The playground was deserted, no surprise on this chilly, wettish day. But that made the outcropping of Manhattan schist all the more prominent.

dewitt clinton park
dewitt clinton park manhattan schist

Striking in a different way was the athletic field, where a couple of intrepid soccer players refused to wait for the grass to reappear, and the baseball diamond, where practice had already begun.

dewitt clinton park soccer
dewitt clinton park baseball

Dogs, too, didn't mind the cold ground. A pack of small pooches squabbled at the entrance to the dog run.

dewitt clinton park

The plaza on the east side of the park where humans sit during nicer weather was quite deserted, though.

dewitt clinton park

And Maria Clinton's Perennial Garden awaited warmer days.

dewitt clinton park maria clinton's perennial garden

Maria Franklin married DeWitt Clinton in 1796, before DeWitt became a Senator, Governor of New York, and the driving force behind the construction of the Erie Canal. I assume the garden is named for her, and not for any of the myriad modern-day Maria Clintons I can find on Facebook.

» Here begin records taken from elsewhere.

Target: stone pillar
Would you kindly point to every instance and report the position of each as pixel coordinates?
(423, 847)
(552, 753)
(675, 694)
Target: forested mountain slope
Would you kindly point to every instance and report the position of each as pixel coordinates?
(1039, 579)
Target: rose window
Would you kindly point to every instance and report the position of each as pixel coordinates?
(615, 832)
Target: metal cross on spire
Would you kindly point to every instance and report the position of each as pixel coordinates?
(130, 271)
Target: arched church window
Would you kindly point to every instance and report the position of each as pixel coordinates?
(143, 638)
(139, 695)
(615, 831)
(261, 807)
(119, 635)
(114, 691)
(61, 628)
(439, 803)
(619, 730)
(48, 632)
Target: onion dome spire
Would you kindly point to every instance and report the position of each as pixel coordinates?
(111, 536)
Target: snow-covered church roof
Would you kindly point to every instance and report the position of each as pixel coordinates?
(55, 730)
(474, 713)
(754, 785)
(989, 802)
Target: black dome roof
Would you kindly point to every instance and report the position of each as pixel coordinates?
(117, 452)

DeWitt Clinton Park also has one of the nine doughboy statues who stand guard over New York City's parks. The Clinton District Association commissioned the Clinton War Memorial, with a statue sculpted by Burt W. Johnson, to commemorate the neighborhood's World War One dead. It was dedicated in 1930.

dewitt clinton park doughboy clinton war memorial

What's this? I don't know. The easiest maze in the world? (There's only one path you can take to the center.)

dewitt clinton park

Giant burls like the one on this otherwise unremarkable plane tree always catch my eye. I guess it's just interesting to note how the stoic tree doesn't seem to mind at all.

dewitt clinton park

Nearby are the Clinton Park Stables, where the Central Park carriage horses are kept. I don't know whether these equines were heading home or just out for a walk. Whatever the circumstances, they did offer a reminder of the New York City of old.